Outra clássica lição deste tempo: em 1950, cinco (isso mesmo, cinco) oficiais exerceram o comando do Quartel da Praça da Polícia (Márcio de Menezes, Themistocles Henriques Trigueiro, Adalberto de Albuquerque Cavalcanti, Gonzaga Tavares Pinheiro e novamente Adalberto Cavalcanti). E quase o mesmo número de governadores (além do próprio Pudico, José Negreiros Ferreira, Francisco do Areal Souto, Julio Francisco de Carvalho Filho e ...), que ocasionaram a enxurrada de favores, beneficiando como sempre os apaniguados em detrimento dos “sem padrinhos”.
No Amazonas, o encerramento de 1950 proporcionou autêntico tempo de murici... cada um buscando sua porção.


Entre outros desmandos, coube ao Governador Júlio Francisco de Carvalho Filho (1922-1982) sancionar, em 18 de dezembro, a lei que subordinava à Prefeitura de Manaus a Companhia de Bombeiros.

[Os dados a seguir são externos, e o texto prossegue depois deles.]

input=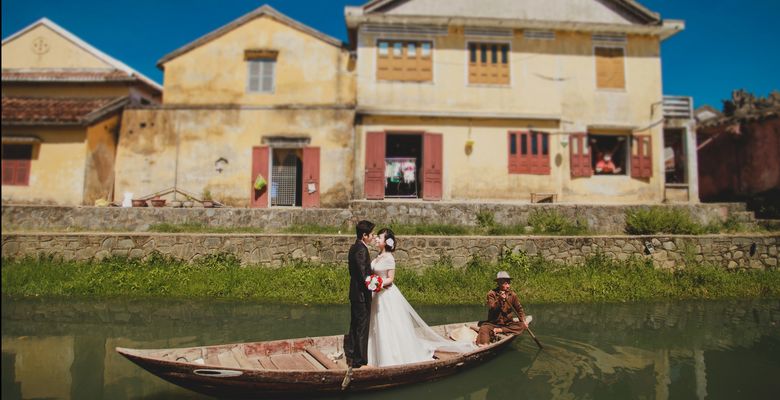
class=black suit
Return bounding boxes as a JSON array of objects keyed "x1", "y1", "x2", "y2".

De subordinação total, porque até então a companhia tinha uma perna em cada governo: estadual, para fins de disciplina, e municipal, de vencimentos. Dito de outra forma: o serviço de extinção de incêndios e afins foi empurrado da órbita do governo estadual para o municipal. Se já operavam mal-e-mal, com mais essa disparatada deliberação de Carvalho Filho, os Bombeiros foram condenados à extinção, ao desaparecimento, e por pouco não alcançaram.

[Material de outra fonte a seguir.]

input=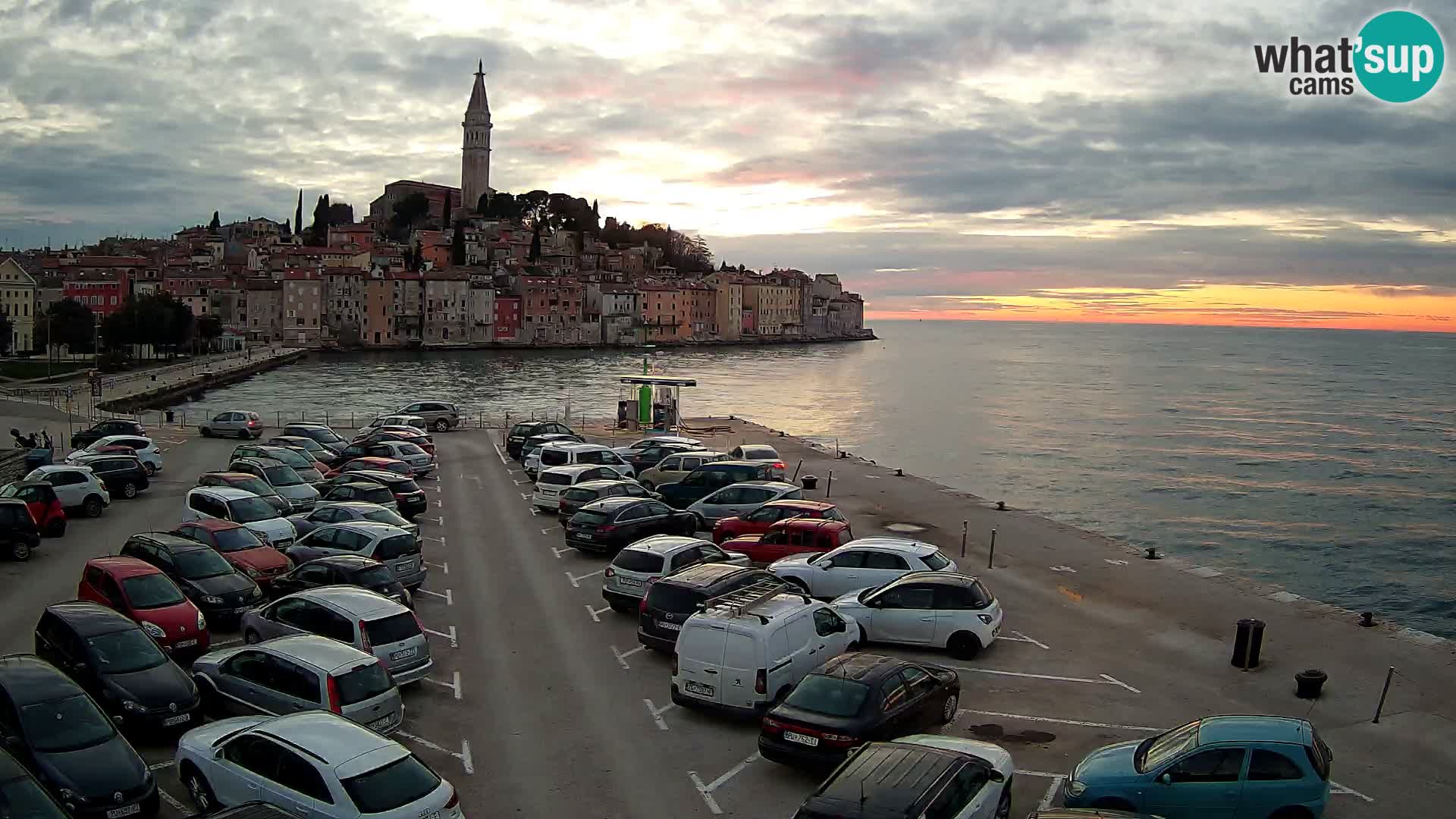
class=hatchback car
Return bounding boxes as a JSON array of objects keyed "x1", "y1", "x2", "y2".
[
  {"x1": 268, "y1": 555, "x2": 415, "y2": 607},
  {"x1": 243, "y1": 586, "x2": 434, "y2": 685},
  {"x1": 1065, "y1": 716, "x2": 1331, "y2": 819},
  {"x1": 196, "y1": 410, "x2": 264, "y2": 438},
  {"x1": 35, "y1": 601, "x2": 201, "y2": 730},
  {"x1": 0, "y1": 654, "x2": 157, "y2": 819},
  {"x1": 176, "y1": 711, "x2": 463, "y2": 819},
  {"x1": 172, "y1": 520, "x2": 290, "y2": 586},
  {"x1": 121, "y1": 532, "x2": 264, "y2": 625},
  {"x1": 192, "y1": 634, "x2": 405, "y2": 735},
  {"x1": 601, "y1": 535, "x2": 748, "y2": 613},
  {"x1": 288, "y1": 520, "x2": 429, "y2": 590}
]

Lei n.º 825, de 18 de dezembro de 1950.


Revoga a Lei n.º 149, de 26 de dezembro de 1947, e subordina totalmente à Prefeitura Municipal de Manaus a Companhia de Bombeiros.

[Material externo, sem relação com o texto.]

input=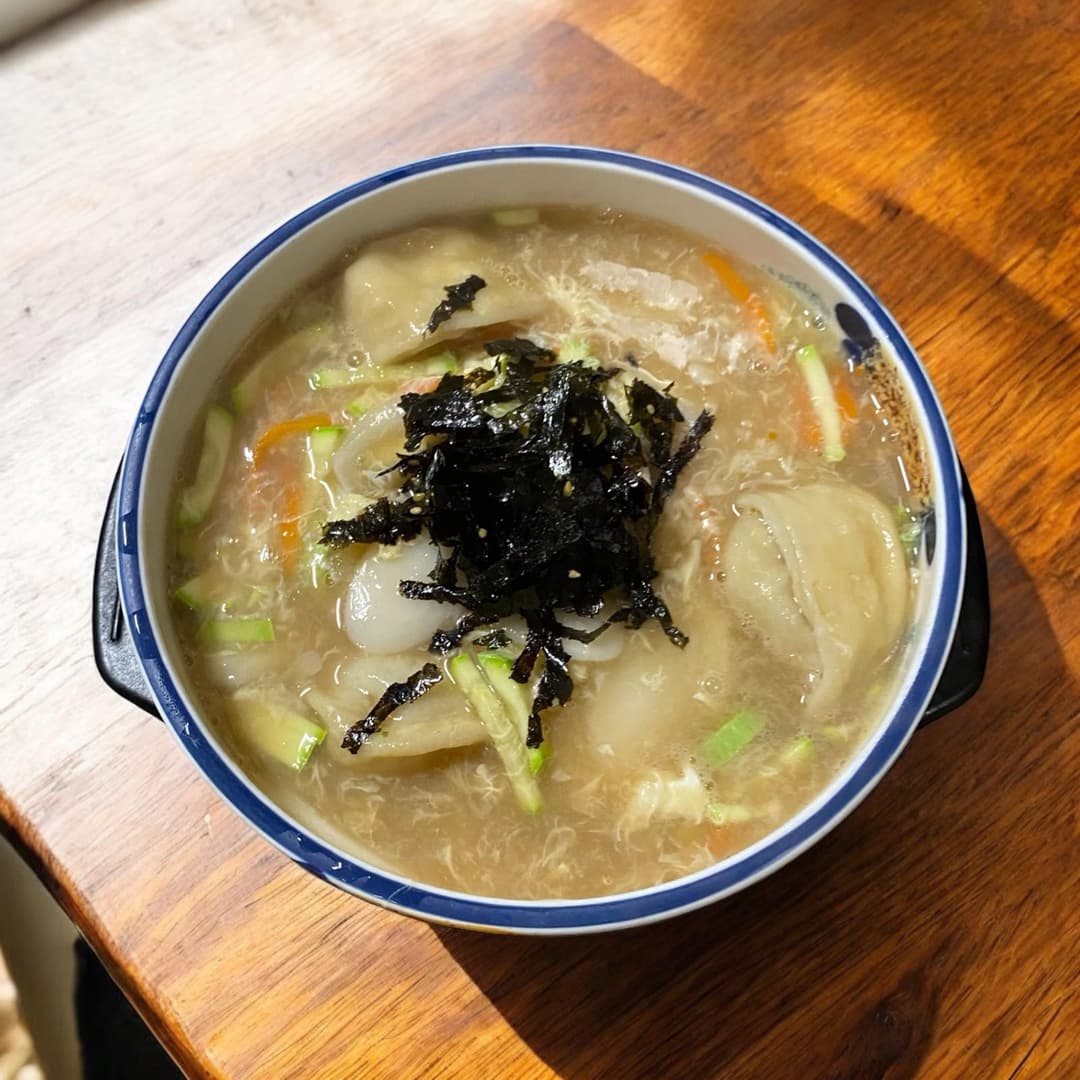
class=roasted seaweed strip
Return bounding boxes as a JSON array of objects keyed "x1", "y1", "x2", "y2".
[
  {"x1": 323, "y1": 338, "x2": 713, "y2": 746},
  {"x1": 423, "y1": 273, "x2": 487, "y2": 334},
  {"x1": 341, "y1": 662, "x2": 443, "y2": 754}
]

Art. 1.° - Fica definitiva e totalmente subordinada à Prefeitura Municipal de Manaus a companhia de Bombeiros.
Art. 2.° - A Prefeitura Municipal de Manaus será responsável por todas as despesas decorrente da manutenção da referida Corporação, a qual ficará subordinada diretamente ao Prefeito da Capital, para efeito de administração e disciplina, de acordo o seu regulamento.
Parágrafo único - A Companhia de Bombeiros terá regulamento próprio, ficando assegurado aos seus oficiais e praças de pré, os mesmos direitos contidos em lei para os componentes da Policia Militar do Estado.
Art. 3.º - Os oficiais ora servindo na Companhia de Bombeiros, pertencentes ao quadro da Policia Militar, ficarão agregados ao respectivo quadro dessa Corporação, os quais irão sendo efetivados à proporção que forem se verificando vagas.
Art. 4.° - A Companhia de Bombeiros terá oficiais próprios, de livre escolha e nomeação do Prefeito Municipal da Capital.
Art. 5.° - Para comandar a Companhia de Bombeiros, poderá ser solicitado pelo prefeito da Capital ao Governo do Estado, um oficial da Policia Militar, se assim o entender.
Art. 6.° - Esta Lei entra em vigor a 1.° de janeiro de 1951, ficando revogada a Lei n.° 149, de 27 de dezembro de 1947.

Julio Francisco de Carvalho Filho - Governador do Estado
Washington César Melo - Secretário Geral do Estado.